Folder must match: src/main/java/com/example/school/App.java.


13) Testing with JUnit 5

import org.junit.jupiter.api.*;
import static org.junit.jupiter.api.Assertions.*;

public class StudentTest {
    @Test void averageWorks() {
        Student s = new Student("s1", "Ada");
        s.addScore(100); s.addScore(80);
        assertEquals(90.0, s.average(), 0.0001);
    }
}

Run: ./gradlew test or your IDE’s test runner.
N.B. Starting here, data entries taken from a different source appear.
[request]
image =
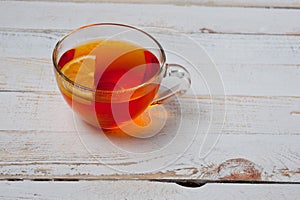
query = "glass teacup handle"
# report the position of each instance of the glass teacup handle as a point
(179, 85)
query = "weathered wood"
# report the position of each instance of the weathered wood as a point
(229, 3)
(39, 138)
(60, 15)
(257, 54)
(142, 190)
(274, 71)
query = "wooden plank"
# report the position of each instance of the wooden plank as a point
(244, 114)
(275, 158)
(142, 190)
(229, 3)
(249, 65)
(60, 15)
(39, 139)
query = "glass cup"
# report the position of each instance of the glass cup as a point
(111, 73)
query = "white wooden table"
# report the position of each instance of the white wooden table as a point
(255, 46)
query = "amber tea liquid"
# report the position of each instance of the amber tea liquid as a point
(123, 75)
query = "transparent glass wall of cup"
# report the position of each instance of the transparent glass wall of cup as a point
(111, 107)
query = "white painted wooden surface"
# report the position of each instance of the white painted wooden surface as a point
(256, 51)
(142, 190)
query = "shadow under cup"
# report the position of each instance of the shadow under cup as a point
(110, 73)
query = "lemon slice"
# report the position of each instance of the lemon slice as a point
(81, 71)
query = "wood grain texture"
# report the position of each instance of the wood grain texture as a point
(142, 190)
(40, 141)
(257, 58)
(229, 3)
(250, 65)
(60, 15)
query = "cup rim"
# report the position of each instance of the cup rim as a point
(55, 52)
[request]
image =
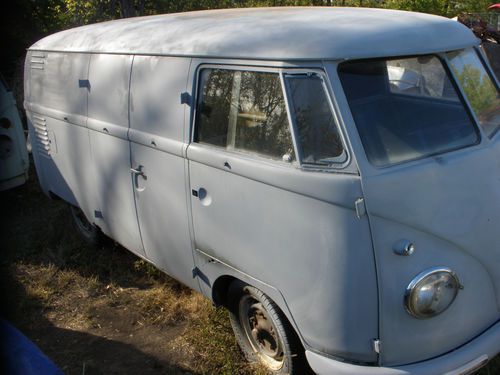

14) Mini Project: Gradebook CLI

A tiny loop that accepts commands: add, score, avg, top, quit.

import java.util.*;

public class Gradebook {
    private final Map<String, Student> byId = new HashMap<>();

    public void add(String id, String name) {
        byId.putIfAbsent(id, new Student(id, name));
    }

    public void score(String id, int s) {
        Student st = byId.get(id);
        if (st == null) { System.out.println("no such id"); return; }
        st.addScore(s);
    }

    public void avg(String id) {
        Student st = byId.get(id);
        System.out.println(st == null ? "no such id" : st.average());
    }

    public void top() {
        byId.values().stream()
            .max(Comparator.comparingDouble(Student::average))
            .ifPresent(st -> System.out.println(st.getId() + ": " + st.average()));
    }

    public static void main(String[] args) {
        Gradebook g = new Gradebook();
        Scanner sc = new Scanner(System.in);
        System.out.println("commands: add id name | score id n | avg id | top | quit");
        while (true) {
            System.out.print("> ");
            String cmd = sc.next();
            switch (cmd) {
                case "add" -> g.add(sc.next(), sc.next());
                case "score" -> g.score(sc.next(), sc.nextInt());
                case "avg" -> g.avg(sc.next());
                case "top" -> g.top();
                case "quit" -> { return; }
                default -> System.out.println("?");
            }
        }
    }
}

Try it: add students and scores, then check top.


15) Common Pitfalls

  • == vs equals: use equals for object content comparison (e.g., String), == for primitives and reference identity.
  • Integer division: cast to double if needed, e.g., (a + b) / 2.0.
  • Nulls: avoid returning null; prefer Optional or empty collections.
  • Mutability leaks: return unmodifiable views or copies, keep fields final when possible.
  • Concurrency: never share mutable state without synchronization; prefer immutable data and high‑level APIs.

16) Exercises

  • Basics: write a method that returns the factorial of n. Handle n < 0 with an exception.
  • Classes: extend Student to include Map<String,Integer> per‑course scores and compute per‑course averages.
  • Collections: read students.csv and build Map<String, List<Integer>> of scores by id.
  • Streams: given a list of students, produce the top 3 by average and print names.
  • Exceptions: create InvalidGradeException and use it when adding out‑of‑range grades.
  • Concurrency: run 4 tasks that each sleep a random time and return a number; sum results with CompletableFuture.allOf.
  • Testing: add tests for edge cases (empty scores, one score, very large inputs).

17) Next Steps

  • Learn about records (concise immutable data carriers), enums, and sealed classes.
  • Explore the Java Module System for larger apps.
  • Practice with a web stack: Spring Boot or a lightweight HTTP server.
  • Read Effective Java (Joshua Bloch) and Java Language Specification sections as you advance.

Keep building small programs, write tests, and refactor often. Happy coding!